Clinical pharmacokinetics of epoetin (recombinant human erythropoietin).

Epoetin (recombinant human erythropoietin, EPO) is of proven benefit in the treatment of renal anaemia, and preliminary reports suggest that it may have a role in the management of other anaemic conditions. Pharmacokinetic and therapeutic studies have examined the use of epoetin administered intravenously, intraperitoneally and subcutaneously, and there is accumulating evidence that the last route has several advantages. After intravenous administration, epoetin is distributed in a volume comparable to the plasma volume, and plasma concentrations decay monoexponentially with a half-life of between 4 and 12 hours. Administration of epoetin in peritoneal dialysis fluid results in detectable concentrations in the bloodstream after 1 to 2 hours, and peak concentrations of the order of 2 to 4% of those obtained with the same intravenous dose are found after approximately 12 hours. The bioavailability of epoetin administered intraperitoneally in dialysis fluid is about 3 to 8%, but this may be increased by injecting the drug into a dry peritoneal cavity. Subcutaneous administration results in peak concentrations at about 18 hours which are 5 to 10% of those found after the same intravenous dose. The bioavailability of subcutaneous epoetin is about 20 to 30% and detectable serum concentrations are still present 4 days after administration, in contrast to intravenous administration after which concentrations have returned to baseline within 2 to 3 days. Remarkably little is known about the metabolic fate of either erythropoietin or epoetin. In addition, there is much controversy surrounding the relative roles of the kidney and liver in the catabolism of epoetin.
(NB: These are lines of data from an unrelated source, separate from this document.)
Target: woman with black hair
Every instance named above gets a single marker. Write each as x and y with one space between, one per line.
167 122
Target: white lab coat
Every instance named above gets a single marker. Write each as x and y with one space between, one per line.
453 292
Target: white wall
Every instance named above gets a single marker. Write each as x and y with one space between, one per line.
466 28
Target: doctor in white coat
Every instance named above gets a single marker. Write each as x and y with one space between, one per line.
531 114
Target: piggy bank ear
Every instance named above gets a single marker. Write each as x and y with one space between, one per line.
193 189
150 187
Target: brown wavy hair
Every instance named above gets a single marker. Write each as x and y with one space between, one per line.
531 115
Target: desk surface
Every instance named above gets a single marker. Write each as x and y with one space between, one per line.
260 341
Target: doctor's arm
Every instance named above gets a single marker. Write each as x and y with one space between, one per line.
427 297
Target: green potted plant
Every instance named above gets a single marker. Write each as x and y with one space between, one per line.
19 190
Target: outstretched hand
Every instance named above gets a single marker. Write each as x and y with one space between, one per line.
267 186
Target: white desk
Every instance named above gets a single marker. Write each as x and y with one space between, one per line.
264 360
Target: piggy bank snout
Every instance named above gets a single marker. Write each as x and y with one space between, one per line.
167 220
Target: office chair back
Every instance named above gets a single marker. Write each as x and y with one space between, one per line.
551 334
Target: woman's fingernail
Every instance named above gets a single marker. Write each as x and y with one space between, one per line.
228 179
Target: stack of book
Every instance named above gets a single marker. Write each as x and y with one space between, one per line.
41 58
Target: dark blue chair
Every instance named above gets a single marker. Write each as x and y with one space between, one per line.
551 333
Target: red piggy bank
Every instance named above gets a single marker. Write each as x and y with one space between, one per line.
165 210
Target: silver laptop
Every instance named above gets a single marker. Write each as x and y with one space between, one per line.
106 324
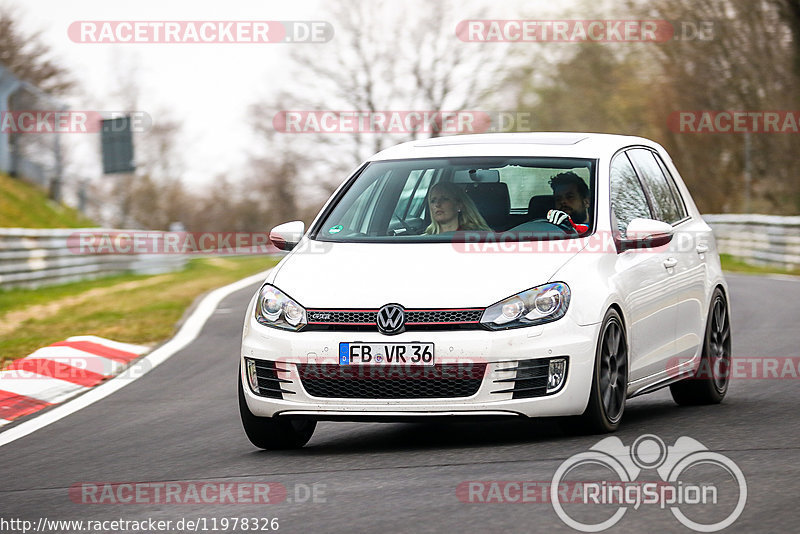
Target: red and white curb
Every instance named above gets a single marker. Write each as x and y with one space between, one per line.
187 333
61 371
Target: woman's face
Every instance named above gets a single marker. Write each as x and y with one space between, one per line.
444 208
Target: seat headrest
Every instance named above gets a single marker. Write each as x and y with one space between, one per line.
539 205
492 200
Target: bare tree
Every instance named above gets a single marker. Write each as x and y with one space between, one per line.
29 58
384 57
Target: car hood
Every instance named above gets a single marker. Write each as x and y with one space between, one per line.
416 275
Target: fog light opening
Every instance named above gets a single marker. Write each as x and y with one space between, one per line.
556 374
252 377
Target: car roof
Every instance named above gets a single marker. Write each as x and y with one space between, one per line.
544 144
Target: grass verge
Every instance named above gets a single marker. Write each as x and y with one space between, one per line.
732 264
127 308
24 205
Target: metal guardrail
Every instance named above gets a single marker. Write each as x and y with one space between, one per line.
758 239
33 258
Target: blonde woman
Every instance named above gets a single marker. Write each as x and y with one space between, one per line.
452 210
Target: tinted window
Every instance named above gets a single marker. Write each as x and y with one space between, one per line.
627 197
673 187
664 202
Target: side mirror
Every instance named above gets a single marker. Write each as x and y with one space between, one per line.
286 236
646 233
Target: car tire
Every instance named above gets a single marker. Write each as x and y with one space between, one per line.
709 384
609 388
273 434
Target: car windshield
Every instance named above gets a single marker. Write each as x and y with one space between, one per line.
442 199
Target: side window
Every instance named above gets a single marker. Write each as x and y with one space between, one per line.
673 187
627 197
664 201
358 217
417 206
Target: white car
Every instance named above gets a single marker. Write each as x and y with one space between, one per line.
527 275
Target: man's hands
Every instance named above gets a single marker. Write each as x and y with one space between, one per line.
562 220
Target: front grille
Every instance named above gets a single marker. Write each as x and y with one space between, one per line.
530 380
365 320
391 382
269 385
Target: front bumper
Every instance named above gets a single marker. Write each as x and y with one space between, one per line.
499 350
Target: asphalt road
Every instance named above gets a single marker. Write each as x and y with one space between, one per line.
180 423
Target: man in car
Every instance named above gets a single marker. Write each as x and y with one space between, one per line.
571 201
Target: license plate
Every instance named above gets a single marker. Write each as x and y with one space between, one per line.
420 354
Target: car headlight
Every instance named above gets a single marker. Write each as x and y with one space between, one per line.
542 304
275 308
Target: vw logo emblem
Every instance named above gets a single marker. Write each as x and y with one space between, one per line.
391 319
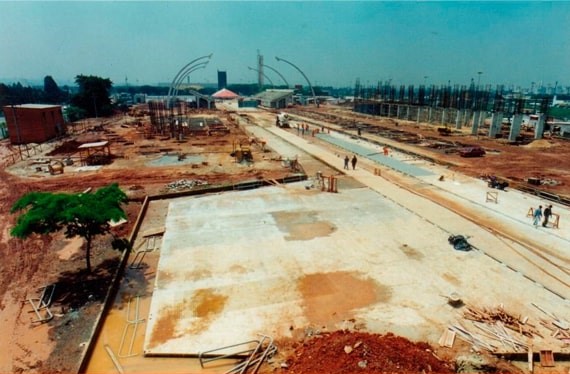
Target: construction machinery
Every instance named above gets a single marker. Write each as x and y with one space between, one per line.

About 3 to 10% of epoetin is excreted unchanged in the urine. In common with other glycoproteins, the carbohydrate residues which constitute 40% of its molecular size are essential for maintaining the stability of epoetin in circulation. Desialated epoetin, although biologically active in vitro, is cleared very rapidly from plasma with resultant loss of activity. Further work is required, however, in identifying the pathways of metabolism and elimination of this glycoprotein hormone.